How to make French Meringue

. . . . S T A T U S
Mood : so-so

Tomorrow will be my n times of driving lesson. Uncle said that he is going to prepare me for Pra test this end of month. Hu-hu! I hope everything goes on well.

I did meringue last year. *Wow, that is crazily long to mention now* Here are some photos to be shared. I seriously do not remember where I have chucked the recipe to. I'm just gonna show some photos and get you a simple recipe from the net.

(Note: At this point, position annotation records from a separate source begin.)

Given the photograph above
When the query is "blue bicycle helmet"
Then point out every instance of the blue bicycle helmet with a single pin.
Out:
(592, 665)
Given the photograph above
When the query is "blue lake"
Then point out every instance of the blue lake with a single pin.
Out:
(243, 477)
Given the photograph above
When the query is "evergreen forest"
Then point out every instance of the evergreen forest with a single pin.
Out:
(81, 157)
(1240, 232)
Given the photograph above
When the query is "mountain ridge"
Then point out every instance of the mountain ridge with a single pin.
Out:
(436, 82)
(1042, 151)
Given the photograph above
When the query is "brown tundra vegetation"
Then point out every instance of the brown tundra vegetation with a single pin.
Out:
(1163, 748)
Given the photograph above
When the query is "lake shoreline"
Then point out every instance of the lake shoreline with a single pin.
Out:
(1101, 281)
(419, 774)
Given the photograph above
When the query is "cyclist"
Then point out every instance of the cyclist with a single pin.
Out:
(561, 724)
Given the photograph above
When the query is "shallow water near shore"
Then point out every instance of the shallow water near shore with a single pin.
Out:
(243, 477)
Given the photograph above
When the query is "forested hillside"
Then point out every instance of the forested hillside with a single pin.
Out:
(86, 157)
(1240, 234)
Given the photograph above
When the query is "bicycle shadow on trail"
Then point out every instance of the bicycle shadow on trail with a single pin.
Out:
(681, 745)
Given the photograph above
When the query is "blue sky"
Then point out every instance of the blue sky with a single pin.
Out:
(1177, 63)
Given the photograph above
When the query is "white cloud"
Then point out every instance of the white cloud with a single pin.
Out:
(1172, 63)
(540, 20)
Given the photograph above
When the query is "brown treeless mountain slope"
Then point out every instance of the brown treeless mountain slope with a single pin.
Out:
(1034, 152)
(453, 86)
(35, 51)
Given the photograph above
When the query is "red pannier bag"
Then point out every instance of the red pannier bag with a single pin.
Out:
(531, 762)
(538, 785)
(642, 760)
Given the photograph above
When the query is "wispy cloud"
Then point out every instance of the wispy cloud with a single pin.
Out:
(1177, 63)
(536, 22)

NOTE : The recipe shown below is not the recipe I have used. It's just a guideline.

French Meringue 

2 large egg whites
Half cup sugar
1 teaspoon of vanilla extract

Electric mixer (Necessary)
Big bowl 
Baking tray
Grease paper (Substitute it with aluminium foil)
Pipping tool (Use plastic bag for piping / spoon to shape the meringues) 
Knife (To get the meringues up)

Be careful!
  1. Do not get your meringues out immediately after they are cooked. 
  2. Do not do this in a humid day (raining day). The meringues melt easily when the room temperature is low. 
  3. You MUST get a grease paper / aluminium foil as the lining between the meringues and baking tray.
  4. Do not cook the meringues on high heat. 
  5. The sugar amount in this recipe results in really sweet meringues. Adjust the amount according to how sweet you want your meringues to be. 

1. Preheat oven to 100 degrees Celsius.
Ignore whatever inside there.
It should be empty. 
I'm just showing you the oven. 
Preheat it. 

2. Place the grease paper/aluminium foil on the baking tray.

3. Prepare ingredients.
You only need 2 main ingredients.
Half cup of sugar
2 large egg whites 

4. Beat them up!

Beat the egg whites and sugar together at a moderate speed.
Do this about 5 minutes. 

5. Slowly increase the electric mixers' speed.

Beat the mixture.

6. Add in 1 teaspoon of vanilla extract.

Stop when you want to add in the vanilla extract.
Continue beating the mixture after you have added. 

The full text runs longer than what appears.